- Swatara Location within Minnesota Swatara Location within the United States
- Coordinates: 46°53′44″N 93°40′27″W﻿ / ﻿46.89556°N 93.67417°W
- Country: United States
- State: Minnesota
- County: Aitkin
- Township: Macville Township
- Elevation: 1,299 ft (396 m)
- Time zone: UTC-6 (Central (CST))
- • Summer (DST): UTC-5 (CDT)
- ZIP code: 55785
- Area code: 218
- GNIS feature ID: 658572

= Swatara, Minnesota =

Unincorporated community in Minnesota, US

Swatara is an unincorporated community in Macville Township, Aitkin County, Minnesota, United States. Although unincorporated, Swatara has a post office with the ZIP code 55785.

==History==
The community at one time was served by the Soo Line Railroad and had a railroad station.

Swatara and neighboring townships were considered as a potential location of the Minnesota Experimental City that was proposed by scientist Athelstan Spilhaus in the 1970s. The city was envisioned to house 250,000 people and would use experimental technologies and methodologies such as moving walkways and monorail systems for transportation and a transparent dome encapsulating the city.

Despite support from state legislature, and prominent companies such as Ford, Boeing, and Honeywell, Aitkin County residents pushed back against the proposed city, citing environmental concerns as well as concerns about changing their way of life. The newly formed Minnesota Pollution Control Agency voted to abandon the project in 1973.

==Geography==
Swatara is located along Aitkin County Road 7 (610th Street) near the junction with County Road 29 (Osprey Avenue). Nearby places include Hill City, Remer, and Haypoint. U.S. 169 is nearby. Swatara is located in the northwest part of Aitkin County. It is seven miles southwest of Hill City.

==Notable Residents ==
The Heath Family (Art, Earl, and Harvey): Early pioneers who opened the town’s prominent general and hardware store in 1911, serving the early logging and homesteading population.
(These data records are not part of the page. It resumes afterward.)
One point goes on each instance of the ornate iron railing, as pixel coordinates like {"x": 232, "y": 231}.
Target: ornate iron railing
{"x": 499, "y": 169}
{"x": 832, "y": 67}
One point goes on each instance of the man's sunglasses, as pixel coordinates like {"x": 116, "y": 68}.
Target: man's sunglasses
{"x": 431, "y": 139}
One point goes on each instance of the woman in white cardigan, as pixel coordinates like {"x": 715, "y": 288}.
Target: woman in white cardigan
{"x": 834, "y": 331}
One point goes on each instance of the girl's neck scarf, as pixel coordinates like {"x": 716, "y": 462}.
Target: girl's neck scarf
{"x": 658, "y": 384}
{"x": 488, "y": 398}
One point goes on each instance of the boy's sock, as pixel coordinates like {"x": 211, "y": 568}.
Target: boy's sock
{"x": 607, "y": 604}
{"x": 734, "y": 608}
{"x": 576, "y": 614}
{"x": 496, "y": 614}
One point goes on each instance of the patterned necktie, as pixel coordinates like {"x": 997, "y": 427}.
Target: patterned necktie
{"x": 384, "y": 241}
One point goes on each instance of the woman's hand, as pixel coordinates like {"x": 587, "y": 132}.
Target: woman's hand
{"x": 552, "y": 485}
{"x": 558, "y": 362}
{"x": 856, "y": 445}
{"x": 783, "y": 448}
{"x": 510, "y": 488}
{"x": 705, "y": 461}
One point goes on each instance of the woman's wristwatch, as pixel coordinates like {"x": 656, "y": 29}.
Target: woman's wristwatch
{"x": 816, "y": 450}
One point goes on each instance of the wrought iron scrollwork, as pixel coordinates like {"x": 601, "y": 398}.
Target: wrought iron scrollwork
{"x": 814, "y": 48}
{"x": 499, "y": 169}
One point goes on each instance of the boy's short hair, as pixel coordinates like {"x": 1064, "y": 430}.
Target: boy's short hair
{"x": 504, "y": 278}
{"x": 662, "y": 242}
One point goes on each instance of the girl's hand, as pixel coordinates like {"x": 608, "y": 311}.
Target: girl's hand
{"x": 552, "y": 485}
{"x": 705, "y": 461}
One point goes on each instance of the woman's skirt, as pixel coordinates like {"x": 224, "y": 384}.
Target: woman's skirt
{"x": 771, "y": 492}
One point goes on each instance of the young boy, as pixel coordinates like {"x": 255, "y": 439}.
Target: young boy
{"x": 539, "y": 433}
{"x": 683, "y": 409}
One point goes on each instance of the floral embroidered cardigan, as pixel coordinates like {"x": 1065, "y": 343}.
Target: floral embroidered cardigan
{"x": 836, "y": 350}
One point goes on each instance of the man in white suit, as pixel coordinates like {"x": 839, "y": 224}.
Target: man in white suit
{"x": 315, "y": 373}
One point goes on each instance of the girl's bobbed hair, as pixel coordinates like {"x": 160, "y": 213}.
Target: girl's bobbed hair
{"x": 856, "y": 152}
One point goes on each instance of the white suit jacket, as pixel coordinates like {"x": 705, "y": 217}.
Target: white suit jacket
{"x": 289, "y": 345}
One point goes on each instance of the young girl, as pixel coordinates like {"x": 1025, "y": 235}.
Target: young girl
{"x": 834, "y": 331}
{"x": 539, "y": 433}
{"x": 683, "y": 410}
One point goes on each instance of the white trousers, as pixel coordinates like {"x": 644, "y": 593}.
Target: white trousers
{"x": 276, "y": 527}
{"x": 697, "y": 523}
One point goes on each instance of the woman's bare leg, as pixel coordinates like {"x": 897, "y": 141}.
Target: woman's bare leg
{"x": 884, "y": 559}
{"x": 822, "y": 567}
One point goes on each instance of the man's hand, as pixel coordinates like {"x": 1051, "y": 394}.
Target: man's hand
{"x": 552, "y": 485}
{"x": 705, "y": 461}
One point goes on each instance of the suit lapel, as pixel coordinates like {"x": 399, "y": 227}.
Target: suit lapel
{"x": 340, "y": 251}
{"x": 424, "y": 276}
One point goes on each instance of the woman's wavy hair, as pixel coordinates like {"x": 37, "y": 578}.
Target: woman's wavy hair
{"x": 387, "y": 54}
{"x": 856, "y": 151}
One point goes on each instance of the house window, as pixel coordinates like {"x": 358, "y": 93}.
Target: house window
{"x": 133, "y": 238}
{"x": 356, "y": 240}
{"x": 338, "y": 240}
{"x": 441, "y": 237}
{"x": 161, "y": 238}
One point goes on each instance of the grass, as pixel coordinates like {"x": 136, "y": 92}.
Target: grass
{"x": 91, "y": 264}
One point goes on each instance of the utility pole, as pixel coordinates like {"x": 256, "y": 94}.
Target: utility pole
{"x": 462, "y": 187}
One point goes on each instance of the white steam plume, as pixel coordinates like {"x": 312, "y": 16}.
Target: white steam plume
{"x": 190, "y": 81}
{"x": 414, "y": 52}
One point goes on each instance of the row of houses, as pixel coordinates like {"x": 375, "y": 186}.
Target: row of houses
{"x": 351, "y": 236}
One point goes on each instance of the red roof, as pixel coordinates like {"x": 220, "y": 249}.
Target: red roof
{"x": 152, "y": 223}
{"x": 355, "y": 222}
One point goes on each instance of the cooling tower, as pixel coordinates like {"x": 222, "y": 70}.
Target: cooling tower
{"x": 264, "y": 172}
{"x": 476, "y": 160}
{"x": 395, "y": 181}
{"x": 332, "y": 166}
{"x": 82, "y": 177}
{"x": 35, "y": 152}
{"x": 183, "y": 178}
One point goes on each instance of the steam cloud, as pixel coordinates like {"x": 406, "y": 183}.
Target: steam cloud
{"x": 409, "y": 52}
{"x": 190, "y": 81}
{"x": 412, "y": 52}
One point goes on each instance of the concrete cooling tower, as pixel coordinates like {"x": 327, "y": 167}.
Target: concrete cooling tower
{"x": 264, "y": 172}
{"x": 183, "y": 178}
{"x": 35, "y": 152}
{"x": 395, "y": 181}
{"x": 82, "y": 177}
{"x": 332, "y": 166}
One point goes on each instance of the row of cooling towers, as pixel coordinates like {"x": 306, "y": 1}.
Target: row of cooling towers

Terry Mejdrich: A local math teacher and resident who became a prominent local voice during the early 1970s opposing the ambitious, highly controversial "Minnesota Experimental City" (MXC) project proposed for the Swatara area.

Mrs. Maggie Skinaway: Was an early resident and was married to Thomas Skinaway of the prominent Skinaway famly with in the regional Anishinaabe community. She was a native medicine women widely known for her extensive knowledge of traditional medicinal roots and herbs.

Dave Olausen : Was an early member of the Lamont Cranston Band.